J’ai trouvé ceci sur le site Le Salon Littéraire. Il me semble que cela pourrait t’intéresser. Ce sont des extraits de trois entretiens avec un philosophe nommé Romain Sarnel qui vient de publier un essai à propos de Nietzsche.
— Vous affirmez que Nietzsche n'écrit pas avec des concepts mais avec des métaboles. Expliquez-nous cette nuance.
Autant le concept enferme dans une totalité, autant le métabole ouvre des perspectives. Hegel, avec sa Science de la logique dont la dernière partie culmine dans une « théorie du concept », est assurément le philosophe du concept, alors que Nietzsche, avec sa Science joyeuse dont le prolongement aboutit à une théorie des « trois métamorphoses de l'esprit », est plus fertilement le philosophe du métabole. Étymologiquement, la notion de concept vient du mot latin conceptus qui veut dire : saisi avec, et de son côté la notion de métabole vient du mot grec metabolê qui signifie : changement. La notion de concept que l'on utilise habituellement met un sujet face à un objet, tandis que la notion de métabole que j'ai forgée fait immerger l'être humain dans la mouvance du réel. Ici s'opposent deux visions de la philosophie, d'une part une philosophie de la domination dont la filiation va de Parménide à Hegel en passant par Platon, et d'autre part une philosophie de la transformation dont la filiation va d'Héraclite à Nietzsche en passant par Épicure. Si j'avais à définir Nietzsche en cinq métaboles, je dirais : la métaphore, pour la question de la connaissance ; la sublimation, pour le statut des sentiments ; la science joyeuse, pour la réalisation de la vie ; le perspectivisme, pour le champ de la réalité ; et la réversibilité, pour le monde de la culture. En ce qui concerne cette réversibilité, puisqu'il s'agit d'une transvaluation des valeurs, nous pourrions avancer un néologisme, à savoir la transversibilité. Les valeurs sont transversibles, car elles sont tout le temps en évolution.
— Selon vous, Nietzsche n'est pas un mais cinq. Pouvez-vous éclairer une telle dislocation ?
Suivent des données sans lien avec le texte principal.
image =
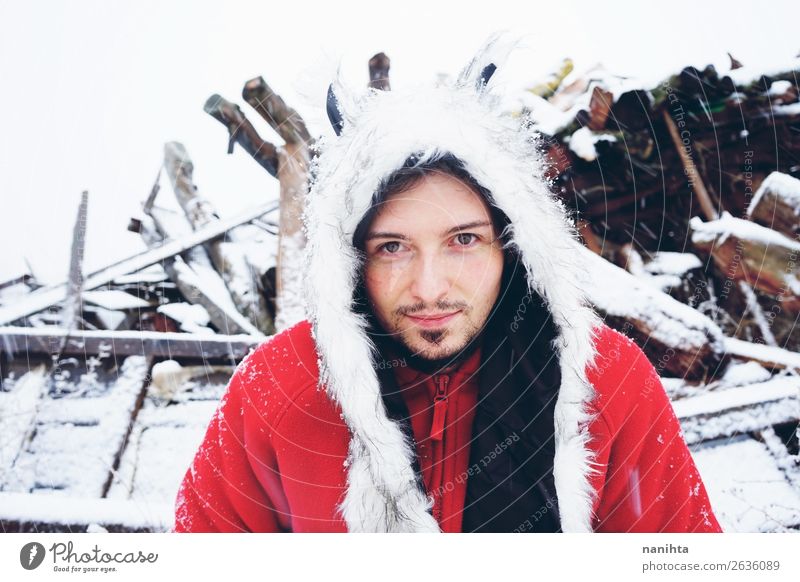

Nietzsche est un kaléidoscope ; tous les éléments sont là : les présocratiques, la musique, la poésie, le problème de la connaissance, la question de la créativité, le rapport au réel à travers le mouvement de la métaphore ; mais leurs assemblages changent avec l'évolution des perceptions et des transformations. Nietzsche est un philosophe héraclitéen de bout en bout. Tout est métamorphose chez Nietzsche. Déjà il y a les trois métamorphoses de l'esprit, au début d'Ainsi parla Zoroastre ; l'esprit se métamorphose d'abord en chameau, puis en lion, et ensuite en enfant. Mais il y a toutes sortes de métamorphose ; la pensée est métamorphose, ce qu'illustre la figure de l'artiste, le langage est métamorphose, ce que symbolise la figure du poète, et la connaissance est métamorphose, ce que représente la figure du créateur. Nietzsche évolue à travers ces différentes figures. La pensée de Nietzsche avance par déplacements et par évolutions. En puisant dans le théâtre grec antique, Nietzsche commence par la notion de tragique, ce qui lui permet de se débarrasser de la théologie. Ensuite, il prend l'art pour modèle et se tourne vers la notion de sublime, ce qui lui permet de se débarrasser de l'ontologie. Après, il construit la science joyeuse et met en avant la notion de véracité, ce qui lui permet de se débarrasser de la phénoménologie. Puis, il élabore une théorie des métamorphoses et valorise la notion de fécondité, ce qui lui permet de se débarrasser de la tautologie. Et pour finir, il inaugure une philosophie des perspectives en s'appuyant sur la notion de fertilité, ce qui lui permet de se débarrasser de l'idéologie. Donc, il n'y a pas cinq Nietzsche, mais un seul Nietzsche abordant cinq problématiques différentes. Nietzsche est un découvreur. Il n'est ni un orthodoxe, ni un idéologue, ni un philosophe-théologien c'est-à-dire un philosophe à dogmes. Le contraire du dogme c'est le métabole. Chaque métabole utilisé par Nietzsche l'amène à faire des découvertes. Et chaque découverte lui ouvre des espaces infinis, des possibilités infinies. C'est l'ensemble de ces infinis qu'il appelle le perspectivisme.
Bonjour Laurent,
Je viens de lire Mon Etoile Terreuse, je trouve que la tonalité globale du texte ressemble un peu aux textes d’appropriations modestes et pourtant mégalomanes de Michaux : par exemple Mes Propriétés (La Nuit Remue) « Ces propriétés sont mes seules propriétés, j’y habite depuis mon enfance, et je puis dire que bien peu en possèdent de plus pauvres. » ou La Statue et Moi (La Vie dans les Plis) « A mes moments perdus, j’apprends à marcher à une statue. »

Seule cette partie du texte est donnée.